To further confirm the above results for the population structure, the 13 locus microsatellite data set was analysed using the Network. As shown in Figure 4, all haplotypes were constructed into two major independent groups. Compared with structure analyses, the results of network analysis were consistent with the patterns at K = 2, and supported the conclusion that P. falciparum populations are clearly clustered according to their geographic origin. In network analysis, central types are usually possible ancestors, and peripheral types are descendants [42]. It should be noted that, a few haplotypes from Hainan migrated into the Yunnan group. While, some Yunnan haplotypes were found in the Hainan group, and all were assigned peripheral. The results suggesting that, both Yunnan and Hainan with an independent ancestor, and some epidemiology reasons such as transmission, leading the migration of haplotypes.

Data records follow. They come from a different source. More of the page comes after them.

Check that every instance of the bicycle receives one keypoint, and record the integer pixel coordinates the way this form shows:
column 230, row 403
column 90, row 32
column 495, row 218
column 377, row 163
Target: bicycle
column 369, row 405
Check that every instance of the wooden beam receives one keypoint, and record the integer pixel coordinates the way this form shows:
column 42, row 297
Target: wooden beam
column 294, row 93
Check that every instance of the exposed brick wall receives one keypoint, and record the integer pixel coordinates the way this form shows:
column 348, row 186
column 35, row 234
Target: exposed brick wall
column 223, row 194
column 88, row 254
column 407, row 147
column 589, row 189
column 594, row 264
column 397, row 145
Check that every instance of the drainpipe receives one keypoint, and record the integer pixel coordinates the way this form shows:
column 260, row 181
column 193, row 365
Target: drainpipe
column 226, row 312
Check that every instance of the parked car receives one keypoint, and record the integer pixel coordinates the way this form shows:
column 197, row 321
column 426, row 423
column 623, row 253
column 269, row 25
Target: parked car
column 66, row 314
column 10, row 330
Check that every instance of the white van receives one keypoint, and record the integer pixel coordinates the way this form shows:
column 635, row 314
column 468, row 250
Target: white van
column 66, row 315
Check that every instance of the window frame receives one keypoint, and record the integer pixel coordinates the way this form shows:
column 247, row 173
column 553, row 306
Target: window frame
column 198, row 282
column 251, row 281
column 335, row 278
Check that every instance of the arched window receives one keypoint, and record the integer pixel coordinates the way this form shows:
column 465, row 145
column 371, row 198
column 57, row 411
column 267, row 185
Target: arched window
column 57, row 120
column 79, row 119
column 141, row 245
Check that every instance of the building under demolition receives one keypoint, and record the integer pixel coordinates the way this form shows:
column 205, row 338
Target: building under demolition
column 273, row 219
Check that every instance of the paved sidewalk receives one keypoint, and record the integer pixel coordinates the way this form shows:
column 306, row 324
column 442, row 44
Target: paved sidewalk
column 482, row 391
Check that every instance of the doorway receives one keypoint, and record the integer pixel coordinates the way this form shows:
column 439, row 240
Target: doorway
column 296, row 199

Identification of genetic markers for local populations
By combining and recombining the microsatellite loci into different marker sets using Weka 3.7.1, we gradually obtained marker sets with combinations of one, two, three, or four loci, and these could differentiate P. falciparum isolates between Yunnan and Hainan provinces with high accuracy (Additional file 5). The LibSVM algorithm revealed that when three microsatellite loci, namely TA1, Pfg377 and B5M2 were used as variables to classify P. falciparum isolates, the correctly classified instances were 94.118%, and the rates of correct classification were 97 and 89% for Yunnan and Hainan provinces (Table 5), respectively. While 2490, Pfg377, and B5M2 were used as variables, the correctly classified instances were 92.157% and the correct classification rates were 92.4 and 91.7% for Yunan and Hainan provinces, respectively.
Table 5.
Marker set | Marker set | ||||||
---|---|---|---|---|---|---|---|
TA1, Pfg377 & B5M2 | 2490, Pfg377 & B5M2 | ||||||
Total number of instances 306 | Total number of instances 306 | ||||||
Correctly classified instances (288) 94.118% |
Correctly classified instances (282) 92.157% |
Detailed accuracy by class | Detailed accuracy by class | ||||||
---|---|---|---|---|---|---|---|
TP Rate | FP Rate | Precision | Class | TP Rate | FP Rate | Precision | Class |
0.97 | 0.11 | 0.941 | Yunnan | 0.924 | 0.083 | 0.953 | Yunnan |
0.89 | 0.03 | 0.942 | Hainan | 0.917 | 0.076 | 0.87 | Hainan |
Confusion matrix | Confusion matrix | ||||||
---|---|---|---|---|---|---|---|
a | b | ←classified as | a | b | ←classified as | ||
191 | 6 | a = Yunnan | 182 | 15 | a = Yunnan | ||
12 | 97 | b = Hainan | 9 | 100 | b = Hainan |
Discussion
The National Malaria Elimination Programme (NMEP) was launched in 2010 with the goal to eliminate malaria from all regions by 2015, except the border regions in Yunnan province, and to completely eliminate malaria all over China by 2020 [43]. To guide the NMEP, effective surveillance-response strategies must to be tailored for local populations. Understanding the population structure, genetic diversity, and transmission patterns of the Plasmodium parasite in endemic regions will provide important information to facilitate the successful implementation of this programme.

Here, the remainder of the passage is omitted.